Asked by Just Food for a response, a Danone spokesperson said the company had “no comment for the moment”.
The rights issue was detailed in a separate Lifeway Foods’ filing with the SEC yesterday and is set to be activated at the close of trading on 18 November.
A dividend of “one right” for each outstanding share will be offered, where the shareholder has the option to purchase “one one-thousandth of a share of series A junior participating preferred stock” at an exercise price of $130 per right.
Lifeway Foods explained today: “The rights plan is intended to enable all shareholders to realise the full value of their investment in Lifeway.”
And further: “The rights plan will reduce the likelihood that Danone gains control of Lifeway through open-market accumulation or otherwise without paying all shareholders an appropriate control premium or without providing the board sufficient time to make informed judgments and take actions that are in the best interests of all of the company’s shareholders and other stakeholders.”
The rights issue will have a maturity of one year from 4 November 2024.
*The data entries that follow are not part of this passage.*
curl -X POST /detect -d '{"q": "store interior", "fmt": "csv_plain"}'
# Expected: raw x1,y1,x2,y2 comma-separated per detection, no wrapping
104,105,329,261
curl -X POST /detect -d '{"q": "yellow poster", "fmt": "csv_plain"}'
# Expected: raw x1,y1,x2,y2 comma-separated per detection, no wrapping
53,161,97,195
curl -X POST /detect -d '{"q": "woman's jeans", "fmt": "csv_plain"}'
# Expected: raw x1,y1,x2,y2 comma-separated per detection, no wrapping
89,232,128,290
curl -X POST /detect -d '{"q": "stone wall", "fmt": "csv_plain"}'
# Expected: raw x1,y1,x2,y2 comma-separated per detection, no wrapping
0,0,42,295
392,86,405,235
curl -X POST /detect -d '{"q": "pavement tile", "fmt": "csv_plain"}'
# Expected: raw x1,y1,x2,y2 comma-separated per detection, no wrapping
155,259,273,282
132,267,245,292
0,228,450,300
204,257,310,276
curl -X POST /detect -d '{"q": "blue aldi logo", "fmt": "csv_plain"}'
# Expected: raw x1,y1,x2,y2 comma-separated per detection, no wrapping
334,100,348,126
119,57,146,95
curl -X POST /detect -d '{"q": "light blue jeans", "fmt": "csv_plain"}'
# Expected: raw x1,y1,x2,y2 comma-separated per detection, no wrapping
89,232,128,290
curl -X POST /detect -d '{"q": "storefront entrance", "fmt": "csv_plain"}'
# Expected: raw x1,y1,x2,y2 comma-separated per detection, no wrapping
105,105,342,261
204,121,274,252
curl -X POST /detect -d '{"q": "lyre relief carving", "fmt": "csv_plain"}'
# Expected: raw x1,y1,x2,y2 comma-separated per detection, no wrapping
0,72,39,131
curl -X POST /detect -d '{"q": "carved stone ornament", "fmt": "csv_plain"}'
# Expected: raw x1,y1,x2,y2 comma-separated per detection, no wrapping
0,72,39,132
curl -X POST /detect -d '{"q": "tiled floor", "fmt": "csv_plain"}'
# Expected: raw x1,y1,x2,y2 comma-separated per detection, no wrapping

However, Lifeway Foods added: “The rights plan does not deter any offer to acquire the company from any party, nor does it preclude Lifeway’s board from considering an offer that is fair and otherwise in the best interests of the company’s shareholders.”
Danone’s takeover offer has been rejected in the midst of a long-running family dispute over control and leadership of the company.
In August, Ludmila and Edward Smolyansky, Lifeway Food’s largest investors, filed a consent statement to unseat the company’s current board of directors, including CEO Julie Smolyansky.
Ludmila and Edward – mother and brother of CEO Julie respectively – said at the time they were trying to bring in leadership “committed to revitalising the company with a strategic vision aligned with the best interests of its shareholders”.